O artigo também destaca a importância do corpo como base do desenvolvimento psíquico. Freud (1914) já dizia que “a pele ensinaria o Ego a pensar”, ou seja, as experiências corporais são fundamentais na construção do eu.
Esther Bick, ao falar da “pele psicológica”, reforça que o bebê precisa sentir que suas partes corporais estão unidas e contidas. Se essa experiência falha, a criança pode desenvolver uma “segunda pele”, como uma defesa contra a fragmentação emocional.
Da mesma forma, Didier Anzieu (1980) introduziu o conceito dos “envelopes corporais”, que representam as primeiras barreiras protetoras entre o mundo interno e o externo. Segundo ele, “todo traumatismo ocorrido antes da constituição do envelope psíquico se inscreve no corpo e não no psiquismo”.
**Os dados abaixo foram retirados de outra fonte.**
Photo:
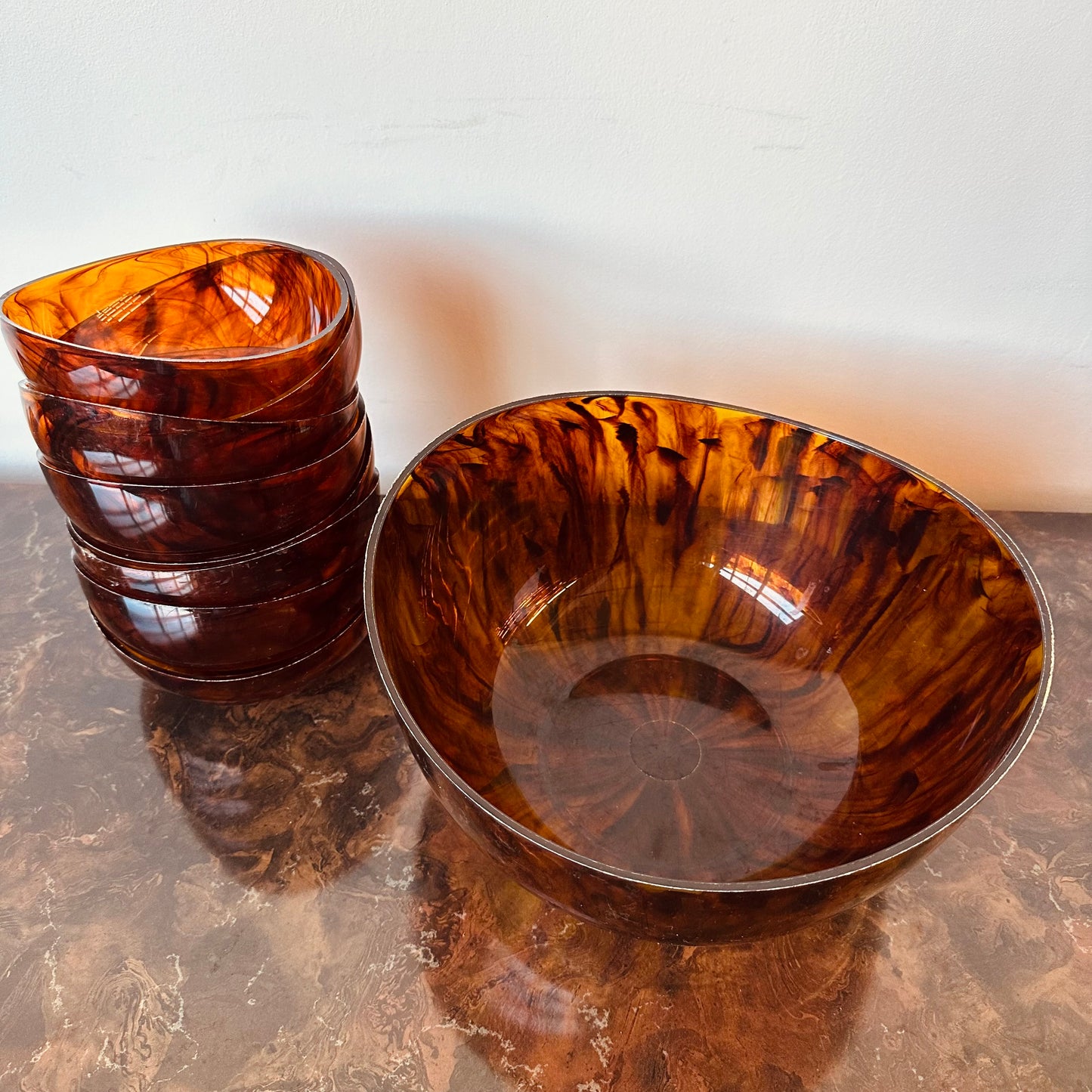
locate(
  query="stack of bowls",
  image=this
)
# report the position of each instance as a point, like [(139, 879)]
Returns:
[(198, 419)]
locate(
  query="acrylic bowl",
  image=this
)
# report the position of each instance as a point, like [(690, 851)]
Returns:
[(692, 672), (213, 330), (309, 558), (184, 522), (249, 686), (226, 640), (112, 444)]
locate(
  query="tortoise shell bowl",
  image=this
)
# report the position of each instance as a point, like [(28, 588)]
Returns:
[(692, 672), (225, 329)]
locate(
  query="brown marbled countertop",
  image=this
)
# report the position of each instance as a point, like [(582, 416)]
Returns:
[(268, 898)]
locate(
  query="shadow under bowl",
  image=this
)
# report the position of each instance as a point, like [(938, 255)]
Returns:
[(183, 522), (694, 672), (110, 444), (311, 557), (248, 686), (212, 330)]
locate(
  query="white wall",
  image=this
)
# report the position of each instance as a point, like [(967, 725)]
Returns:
[(869, 215)]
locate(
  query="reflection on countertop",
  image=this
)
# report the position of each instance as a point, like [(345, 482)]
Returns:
[(268, 898)]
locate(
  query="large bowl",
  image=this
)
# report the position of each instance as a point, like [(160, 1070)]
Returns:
[(213, 330), (694, 672), (314, 556), (227, 640), (249, 686), (184, 522), (104, 441)]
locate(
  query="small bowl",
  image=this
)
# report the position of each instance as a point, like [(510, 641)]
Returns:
[(184, 522), (314, 556), (692, 672), (249, 686), (211, 330), (102, 441), (227, 640)]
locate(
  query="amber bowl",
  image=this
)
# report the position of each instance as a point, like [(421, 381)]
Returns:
[(227, 640), (271, 682), (116, 444), (314, 556), (183, 522), (213, 330), (694, 672)]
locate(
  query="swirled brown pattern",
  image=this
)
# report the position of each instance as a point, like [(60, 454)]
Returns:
[(694, 672), (104, 441), (267, 897), (214, 330)]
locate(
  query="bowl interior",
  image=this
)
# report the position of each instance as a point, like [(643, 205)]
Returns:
[(210, 301), (698, 643)]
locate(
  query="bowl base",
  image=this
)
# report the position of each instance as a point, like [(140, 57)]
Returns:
[(675, 757)]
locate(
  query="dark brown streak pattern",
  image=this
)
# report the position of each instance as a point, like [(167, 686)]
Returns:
[(701, 645), (258, 329), (268, 899)]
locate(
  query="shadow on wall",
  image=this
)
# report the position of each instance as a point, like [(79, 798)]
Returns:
[(461, 320)]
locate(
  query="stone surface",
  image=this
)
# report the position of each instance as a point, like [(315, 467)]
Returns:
[(268, 898)]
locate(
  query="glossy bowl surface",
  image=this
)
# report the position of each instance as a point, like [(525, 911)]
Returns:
[(212, 330), (227, 640), (249, 686), (311, 557), (183, 522), (115, 444), (694, 672)]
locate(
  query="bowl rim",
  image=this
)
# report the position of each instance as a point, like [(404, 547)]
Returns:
[(892, 852), (363, 425), (238, 677), (178, 603), (343, 512), (333, 267), (29, 392)]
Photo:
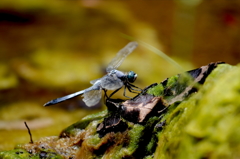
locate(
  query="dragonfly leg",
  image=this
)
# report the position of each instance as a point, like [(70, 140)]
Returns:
[(105, 94), (133, 87), (124, 92), (130, 89)]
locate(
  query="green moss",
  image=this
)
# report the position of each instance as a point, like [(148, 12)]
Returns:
[(207, 124), (23, 154)]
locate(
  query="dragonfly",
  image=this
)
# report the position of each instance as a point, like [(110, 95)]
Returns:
[(113, 80)]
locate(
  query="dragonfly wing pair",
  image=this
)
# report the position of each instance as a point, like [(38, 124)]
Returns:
[(92, 95)]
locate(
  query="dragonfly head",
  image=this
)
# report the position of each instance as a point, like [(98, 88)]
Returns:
[(131, 76)]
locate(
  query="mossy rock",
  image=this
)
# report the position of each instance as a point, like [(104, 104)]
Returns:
[(201, 124)]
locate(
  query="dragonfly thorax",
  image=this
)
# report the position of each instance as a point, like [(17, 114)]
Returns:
[(131, 76)]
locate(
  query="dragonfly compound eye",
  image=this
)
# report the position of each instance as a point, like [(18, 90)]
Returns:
[(131, 76)]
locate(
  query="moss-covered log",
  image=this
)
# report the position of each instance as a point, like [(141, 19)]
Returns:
[(177, 118)]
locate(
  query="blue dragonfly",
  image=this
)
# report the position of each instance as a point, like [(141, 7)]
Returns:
[(113, 80)]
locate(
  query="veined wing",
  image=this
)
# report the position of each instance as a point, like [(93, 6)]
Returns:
[(111, 82), (61, 99), (91, 98), (121, 55)]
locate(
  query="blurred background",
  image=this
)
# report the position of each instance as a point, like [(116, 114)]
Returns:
[(49, 49)]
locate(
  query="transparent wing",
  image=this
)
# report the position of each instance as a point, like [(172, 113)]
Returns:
[(111, 82), (61, 99), (91, 98), (121, 55)]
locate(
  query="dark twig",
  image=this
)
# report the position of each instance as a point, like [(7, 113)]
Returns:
[(29, 132)]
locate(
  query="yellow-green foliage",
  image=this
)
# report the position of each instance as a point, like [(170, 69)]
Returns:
[(207, 124)]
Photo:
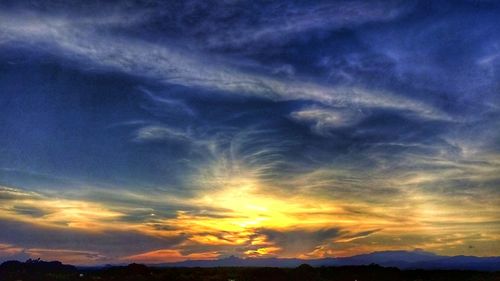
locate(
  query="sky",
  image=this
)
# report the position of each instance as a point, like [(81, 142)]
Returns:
[(159, 131)]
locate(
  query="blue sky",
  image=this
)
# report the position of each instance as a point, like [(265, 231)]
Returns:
[(161, 130)]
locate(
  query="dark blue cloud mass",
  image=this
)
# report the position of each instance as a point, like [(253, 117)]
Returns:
[(362, 104)]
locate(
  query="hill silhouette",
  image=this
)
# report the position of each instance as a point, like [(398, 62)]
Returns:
[(36, 270)]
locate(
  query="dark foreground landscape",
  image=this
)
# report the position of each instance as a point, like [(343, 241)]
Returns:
[(32, 270)]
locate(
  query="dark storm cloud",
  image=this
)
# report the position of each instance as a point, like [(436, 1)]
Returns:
[(110, 244), (142, 106)]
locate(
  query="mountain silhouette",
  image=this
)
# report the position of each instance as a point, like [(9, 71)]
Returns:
[(416, 259)]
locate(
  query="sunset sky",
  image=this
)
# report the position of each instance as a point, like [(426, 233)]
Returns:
[(159, 131)]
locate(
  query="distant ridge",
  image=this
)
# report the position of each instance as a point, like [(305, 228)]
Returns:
[(416, 259)]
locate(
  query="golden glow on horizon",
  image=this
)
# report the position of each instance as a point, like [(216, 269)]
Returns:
[(236, 209)]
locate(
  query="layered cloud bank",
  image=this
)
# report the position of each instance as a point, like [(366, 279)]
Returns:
[(158, 132)]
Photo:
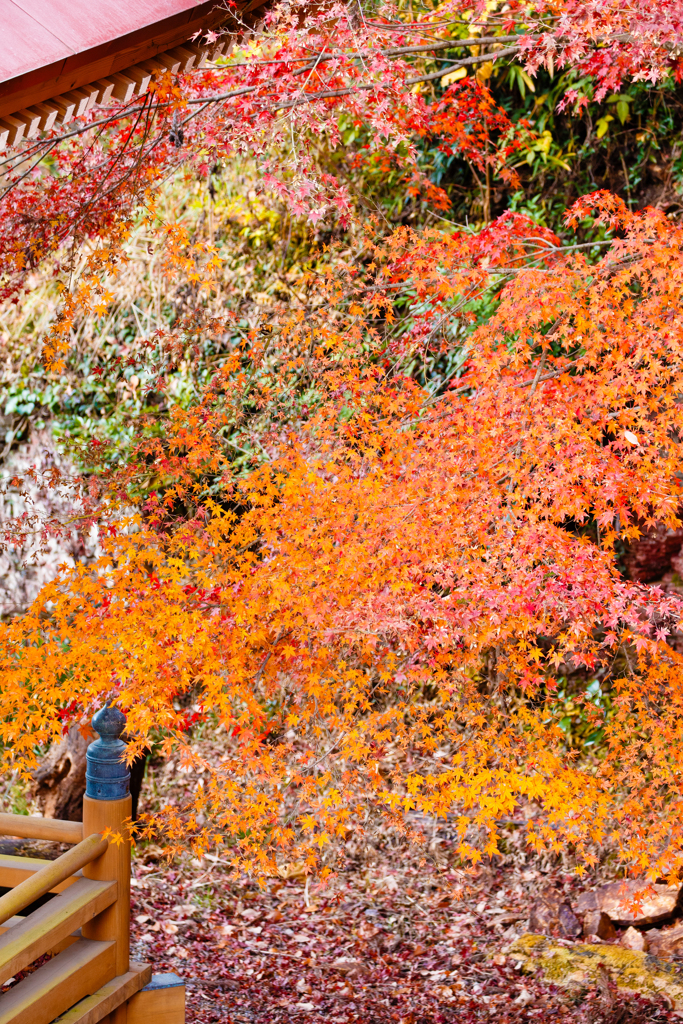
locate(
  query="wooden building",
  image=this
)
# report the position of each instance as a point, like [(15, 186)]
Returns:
[(59, 57)]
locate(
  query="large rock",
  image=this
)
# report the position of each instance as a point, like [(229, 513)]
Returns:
[(666, 942), (551, 914), (598, 924), (579, 966), (616, 900)]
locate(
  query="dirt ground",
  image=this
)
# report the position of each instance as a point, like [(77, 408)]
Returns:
[(399, 934)]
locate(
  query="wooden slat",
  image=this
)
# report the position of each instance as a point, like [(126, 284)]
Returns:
[(32, 121), (16, 129), (94, 1008), (67, 107), (48, 116), (104, 90), (124, 87), (169, 62), (186, 58), (27, 826), (51, 923), (77, 972), (53, 872), (158, 1006), (13, 870), (140, 77)]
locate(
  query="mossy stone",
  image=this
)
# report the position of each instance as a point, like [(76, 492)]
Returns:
[(569, 966)]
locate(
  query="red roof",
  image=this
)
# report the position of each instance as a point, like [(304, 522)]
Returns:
[(51, 47), (36, 33)]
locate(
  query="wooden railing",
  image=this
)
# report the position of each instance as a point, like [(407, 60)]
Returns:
[(77, 909)]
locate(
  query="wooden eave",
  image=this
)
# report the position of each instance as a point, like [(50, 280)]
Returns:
[(99, 72)]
Françoise Dolto trouxe importantes contribuições ao observar casos de “autismo experimental”, como em bebês que passaram longos períodos em incubadoras, privados de contato sensorial e afetivo. Dolto acredita que a experiência de separação precoce, sem aviso ou preparo emocional, pode gerar na criança a vivência de uma “morte parcial”, levando ao retraimento autístico.
Ela ressalta: “A criança autista não teve um defeito na construção, mas teve um incidente na sua constituição”.
A intervenção psicanalítica, segundo Dolto, passa pela reconstrução da história emocional da criança. Ela sugere que as mães revisitem, por meio de fotografias e memórias, o momento exato em que a comunicação com o filho foi rompida. Muitas vezes, a identificação de eventos como “a morte de alguém importante, uma internação hospitalar ou uma separação abrupta” pode ajudar a estabelecer uma nova conexão afetiva com a criança.
Dolto recomenda que os pais conversem com os filhos sobre esses eventos, com frases como: “A mamãe esteve ausente por alguns dias, sem lhe avisar. Você chorou horas sem parar”.
O texto finaliza reforçando a importância da psicanálise na escuta da criança autista e no resgate de sua subjetividade. Embora muitas perguntas ainda permaneçam sem resposta, uma certeza é destacada: “o autismo só aparece com o surgimento da vida”, com a entrada de ar nos pulmões e, consequentemente, com o início da vida psíquica.
O convite que o texto nos deixa é este: olhar para a criança autista “não pelo que ela não tem, mas pelo que ela tem e pelo que a psicanálise pode, por ela, fazer”.